I have been watching snails, which are abundant after the prolific winter rains. They just exist slowly going from one leaf to another. Unhurried. Simple. Slow.
Despite the virus, every day, new flowers and blossoms are on the trees, and we can hear the birds and feel the wind as we get out of our cars and onto our feet. Even on the beach in Eilat, wild Ibex are serenely strolling amid the sand and surf.
Nature seems to be recalibrating herself.
I called people from our congregation to see how they were faring and to see that they had plans for the Seder. Everyone was fine and grateful for the call. Most had plans for a “virtual Seder” of their own.
We don’t have to worry about space or food this year! There is room for everyone. All are welcome. There are no exceptions.
People are buying matzo and cleaning their homes as in other years. I believe that this year, especially, people are searching their hearts. We are searching deep within so that we may understand what this sacred time is trying to teach us. Sacred time? Yes, I believe so. Sacred and ordained.
What is it that God is saying? What is this virus about, and why did it appear? What are we to learn?
Before we left Egypt, we were told to stay safe in our homes while Death stalked the streets. They tell us the same today. If I may offer a few observations, I believe we are once again reminded of our frailty and God’s sovereignty. We are reminded to hold our plans loosely as they may change in an instant. We recall that “with an outstretched hand He delivered us” and will do so again. We remember that we must not exploit the earth nor any species in it. We are reminded not to enslave nor be enslaved.

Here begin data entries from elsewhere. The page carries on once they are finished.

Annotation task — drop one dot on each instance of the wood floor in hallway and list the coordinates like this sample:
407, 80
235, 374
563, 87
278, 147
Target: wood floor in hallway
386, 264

What is it that enslaves you? Perhaps, at this time, you will throw off those shackles and emerge into freedom.
I believe the world and we who inhabit it will be forever changed during this time. I pray that we learn the lessons both corporately and individually and move back into the world with a great deal more respect, love, and gratitude than we had previously. Let us reevaluate and emerge from this plague with more courage, resilience, and strength. May we discover more compassion and find more ways to care and reach out to strangers as well as to our friends and look deep within ourselves to discover what God requires of us.
May we emerge from slavery into freedom this Passover.